Jit.ArgType.SW_SW_SW
Jit.ArgType.SW_SW
Jit.ArgType.SW
The register passed as an argument is fixed and is as follows.
Mold | 1st argument | 2nd argument | 3rd argument |
---|---|---|---|
Integer | Jit.R0 |
Jit.R1 |
Jit.R2 |
Double | Jit.FR0 |
Jit.FR1 |
Jit.FR2 |
Mold | 1st argument | 2nd argument | 3rd argument |
---|---|---|---|
Integer | Jit.S0 |
Jit.S1 |
Jit.S2 |
Double | Jit.FS0 |
Jit.FS1 |
Jit.FS2 |
Note that the register set by the caller and the register received by the receiver are different.
ConstTarget
Set the label address with setLabel ()
.
It is used when you want to store the label address as an immediate value in a register or memory.

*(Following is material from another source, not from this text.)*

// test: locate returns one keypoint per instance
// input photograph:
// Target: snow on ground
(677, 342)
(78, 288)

Do you have a lot of opportunities to use it? I think it could be a substitute for a jump table, but I haven't prepared a good mechanism for making a table.

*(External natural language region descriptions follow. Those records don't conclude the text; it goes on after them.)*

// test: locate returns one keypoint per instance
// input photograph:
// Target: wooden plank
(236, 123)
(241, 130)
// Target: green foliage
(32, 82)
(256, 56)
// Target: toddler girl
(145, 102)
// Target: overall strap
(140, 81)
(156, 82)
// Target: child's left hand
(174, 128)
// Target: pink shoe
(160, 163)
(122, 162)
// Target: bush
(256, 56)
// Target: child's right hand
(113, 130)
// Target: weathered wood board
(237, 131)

By the way, you can set the immediate value with setValue ()
, but I made it possible to normally use Jit.IMM (100)
or even floating point numbers such as Jit.IMM (0.1)
. There is not much point in using it.
An example of using it for a jump table will be described later.
JumpTarget
Set the jump destination or the address for the function call with setLabel ()
.
For example, when branching based on the comparison result, it becomes as follows.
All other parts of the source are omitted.